Of course, I do maintain that the ethical structures we carve out and enact in accordance with or against history are extremely important; I just think it all gets very tiring. I started reading Raoul Vaneigem’s “The Revolution of Everyday Life,” a few days ago. (I have been starting and dropping too many things at once, but that’s for another inquiry…) I saw the first strands of my own coherent thoughts in the preface and the introduction, even in the first chapter. But I remain disenchanted. I sit bleary-eyed and dismayed at the childishness of the style and of its demands. I remain hardened against the meretriciousness of fragmented sentences that wish to express the crushing reality of mundane things, whose punch feels more like a drug-induced coma.

“People will be together only in a common wretchedness as long as each isolated being refuses to understand that a gesture of liberation, however weak and clumsy it may be,  always bears an authentic communication, an adequate personal message,” (40 TREL).

This is the kind of statements that rouses dilettantes from their beds and ushers revolutionaries to their graves because it is based on a paradoxical ethical tenet. From the position of the gesturer, the adequate personal message has yet to have been digested or consecrated both in ethical and in historical terms. There is a seemingly unclosed patch of time and space for which the melancholy actor must maintain a sense of hope, or even faith. Faith in terms of revolutionary act for the good of “people” generally, and the revolutionary in particular cannot be made aware of the reality or “truth” of action or gesture from within-himself. So, I’m thinking that RV does what a lot of writers (like myself) are tempted to do: he dons himself with the superiority of knowing both event and ethic without situating himself within it. He is the creator of worlds and the third person intelligence who signifies meaning. As far as I can tell, this one phrase is too much like god-making and not enough of subject-for-himself.

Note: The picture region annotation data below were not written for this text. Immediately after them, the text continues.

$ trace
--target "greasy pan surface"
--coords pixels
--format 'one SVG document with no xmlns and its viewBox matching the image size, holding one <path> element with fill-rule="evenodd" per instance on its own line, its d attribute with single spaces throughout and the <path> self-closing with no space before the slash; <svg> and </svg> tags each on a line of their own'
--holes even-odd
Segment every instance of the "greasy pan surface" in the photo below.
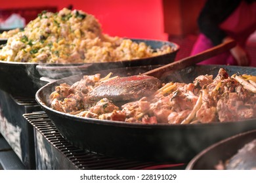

This reminds me of a friend who showed up at the tail end of a sit-in and started judging what the sitters in should do and say, and then started addressing all of the protestors outside as “YOU” as if we were all one united group. That’s fine, perhaps a little bit of unity couldn’t hurt, but he elevated himself outside the context, outside the boring, slogging, and slow process of learning how to rebel. He wished to take on the role of sage master, of the wise philosopher, but that position is not tenable precisely because it denies the quotidian element of philosophy.

So what does all this mean? I don’t know what it all means, but to me, if has to do with the call for a real alternative. Real is always a bad word, and my professor who surely have underlined or circled the word on my paper, asking me to define or even oppose the concept. But that is precisely what the task is, and for me, a lot of situationist writing misses the mark (perhaps it’s just a generational thing, and it was truly legit 50 years ago…). To me, the real is lacking and it must be recovered. The revolutionary must be somewhere between washing my floors and finding a coherent way to talk to my fellow tutors, waitresses, or booksellers about healthcare, about the IDEA of communism, or the idea of anything. Because so far, we have been deadened into a world of familiar shapes and patterns, but we have forgotten that we too are 3D.